Real Differences

Reviewed By  Grasshopper2       June 9, 2019

 

Author  S. L. Lim

Distributor:      Transit Lounge
ISBN:                 9781925760286
Publisher:         Transit Longe
Release Date:   June 2019  

Website:    https://transitlounge.com.au 

Real differences are the ones that most of us seek throughout life. There is a need to live our lives within a certain moral code and feeling as though somehow, we have made a difference in our world. Making a mark and leaving some kind of legacy for the following generation or just gaining total fulfillment within a cause is what many of us attempt to do. This story covers so many differences within a family and friendship setting.

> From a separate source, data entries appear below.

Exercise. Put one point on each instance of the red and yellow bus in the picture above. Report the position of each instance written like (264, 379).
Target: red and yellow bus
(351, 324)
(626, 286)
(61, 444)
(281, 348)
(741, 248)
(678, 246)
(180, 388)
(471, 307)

Nick comes from a white middle class family and narrates this tale. He is friends with Andie, a Chinese woman born in Indonesia. Her parents were forced to flee an uprising and arrived in Australia with very little. She and Nick study hard together and develop a strong bond which lasts all their lives. Both are determined to make a real difference in the world and spend many nights discussing how they will go about this. So many differences in choices and paths are highlighted and fall into being.

Nick is offered a job in a progressive law firm, while Andie is proposed to by a wealthy man in the business world. Her Chinese family have survived by driving taxis and sewing for wealthy women. Having struggled so hard to achieve a level of financial security, they want their family to embrace the world they have access to through study. Andie’s nephew, Tony, has been driven so hard by his parents that he finds solace and peace of mind in joining a religious group. His difference is rebellion.

We follow the struggles these outstanding characters have, to look intellectually at their world and their time while reaching adulthood. Tony’s mother realises as she sews for the local ladies, ‘Goodness is cheap over here,’ that these ladies have never had their sweetness tested. Depression is a reality for one of the characters who is frustrated by well-meaning friends who say the depression isn’t real, it’s only an imbalance of chemicals in the brain.

So many issues are woven into this story in a seamless and plausible way. The characters are believable and the situations true. Nick gives us a gentle horror of what realities are to be faced in a thinking life.